For a panel of 1,700 physicians observed from 2009 to 2013, my data includes two variables -- number of favorable(fav) and unfavorable(unf) "keywords" counts, extracted from the online reviews (fav min-0, max 30; unf min-0, max 8). My intention is to use "fav/unf" ratio as an overall "sentiment" (derived from the reviews).

What concerns me is that both fav and unf encounter 40-50% of 0 values (mainly because many reviews are too short or missing at all for a given year), thus resulting in a multitude of missing values, as division by 0 is not defined.

To avoid this, so far I tried the following transformations of favorable and unfavorable: (1) adding +1; (2) recoding 0 into 1; (3) recoding 0 into 0.0001; (4) recoding all values into z-scores. And then divide one by another to create a ratio for the "sentiment".

Each transformation results in “some loss and gain”, with option (1) (i.e., adding +1) seemingly being “the most “ratio-like”. Yet, it also results in loss of information, since 10/10 becomes the same as no counts at all.

Have you ever come across such “transformation” issue? Or may be see a better solution? I would sincerely appreciate any comments and advises of yours.
 
Last edited:

kiton

New Member
#3
Thank you for the suggestion , rogojel. Yet, the two variables of interest are considered as regressors in the study, not dv's.

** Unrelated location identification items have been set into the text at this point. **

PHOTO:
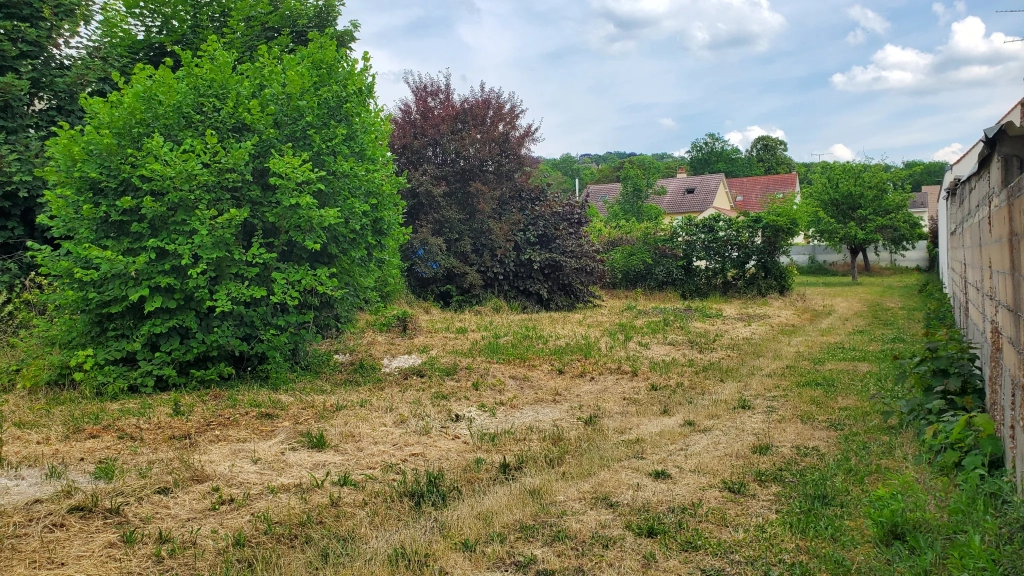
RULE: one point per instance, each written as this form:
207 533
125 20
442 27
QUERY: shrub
699 257
479 228
220 217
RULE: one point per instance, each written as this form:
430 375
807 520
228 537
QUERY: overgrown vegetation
700 257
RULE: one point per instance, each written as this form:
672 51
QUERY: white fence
801 254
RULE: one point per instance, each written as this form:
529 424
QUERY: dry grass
549 426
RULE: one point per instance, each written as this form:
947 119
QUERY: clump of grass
345 480
314 440
426 489
659 474
410 559
737 487
107 469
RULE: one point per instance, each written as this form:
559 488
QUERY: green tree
559 174
713 154
856 206
771 156
150 32
39 87
639 181
220 217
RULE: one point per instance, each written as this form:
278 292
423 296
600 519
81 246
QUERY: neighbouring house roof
932 192
920 201
684 196
751 195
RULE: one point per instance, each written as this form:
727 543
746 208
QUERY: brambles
314 440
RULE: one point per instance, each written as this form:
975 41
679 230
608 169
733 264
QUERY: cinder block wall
986 284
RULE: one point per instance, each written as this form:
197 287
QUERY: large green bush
700 257
220 217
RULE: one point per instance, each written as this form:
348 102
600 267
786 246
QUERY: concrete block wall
986 285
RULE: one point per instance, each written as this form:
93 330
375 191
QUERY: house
685 196
925 204
754 194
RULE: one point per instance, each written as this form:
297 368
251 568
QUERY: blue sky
898 79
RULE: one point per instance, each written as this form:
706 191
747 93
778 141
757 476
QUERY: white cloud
969 55
742 138
867 22
841 153
946 13
699 25
949 154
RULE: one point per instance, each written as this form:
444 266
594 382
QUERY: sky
894 79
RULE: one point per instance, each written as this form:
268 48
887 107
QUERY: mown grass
648 435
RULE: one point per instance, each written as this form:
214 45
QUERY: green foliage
40 82
856 206
700 257
712 154
220 217
771 156
639 181
151 32
481 229
945 396
426 489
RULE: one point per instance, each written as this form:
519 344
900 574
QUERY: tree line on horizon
711 154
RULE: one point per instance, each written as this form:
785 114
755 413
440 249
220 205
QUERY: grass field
645 436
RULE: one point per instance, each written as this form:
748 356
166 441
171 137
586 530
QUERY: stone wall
986 285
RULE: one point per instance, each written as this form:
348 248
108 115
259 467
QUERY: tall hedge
221 216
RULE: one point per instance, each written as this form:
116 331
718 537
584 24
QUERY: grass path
647 436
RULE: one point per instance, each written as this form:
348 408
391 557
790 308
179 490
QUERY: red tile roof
751 194
685 196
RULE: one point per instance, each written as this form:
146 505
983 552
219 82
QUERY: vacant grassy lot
644 436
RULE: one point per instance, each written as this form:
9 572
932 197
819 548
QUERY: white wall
914 257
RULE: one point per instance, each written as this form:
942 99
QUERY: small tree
479 225
220 217
771 156
855 206
715 155
639 181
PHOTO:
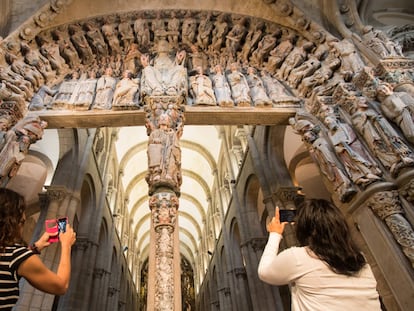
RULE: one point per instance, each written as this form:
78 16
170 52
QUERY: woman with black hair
17 260
328 271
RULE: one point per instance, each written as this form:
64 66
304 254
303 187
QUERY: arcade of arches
167 132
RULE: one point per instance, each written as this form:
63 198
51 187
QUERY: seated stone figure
165 76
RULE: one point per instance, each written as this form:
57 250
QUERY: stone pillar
164 122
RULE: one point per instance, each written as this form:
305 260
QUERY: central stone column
164 122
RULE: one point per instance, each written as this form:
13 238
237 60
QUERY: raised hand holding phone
275 225
53 230
54 227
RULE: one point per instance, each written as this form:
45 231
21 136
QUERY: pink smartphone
52 227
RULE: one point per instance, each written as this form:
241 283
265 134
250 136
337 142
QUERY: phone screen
287 215
62 224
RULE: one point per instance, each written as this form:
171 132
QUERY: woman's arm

Additionally on the topic, my further explorations revealed a few studies which used +1 approach. And also (a+b)/(a-b).
 

kiton

New Member
#4
Just an update: It appears that +1 approach is the most preferable (at least in case of my data). The newly created ratio (based on counts >0), includes the majority of the scores (60-70%) as counts, whereas the remaining ones have decimals. Do you think it is a good idea to round the latter up?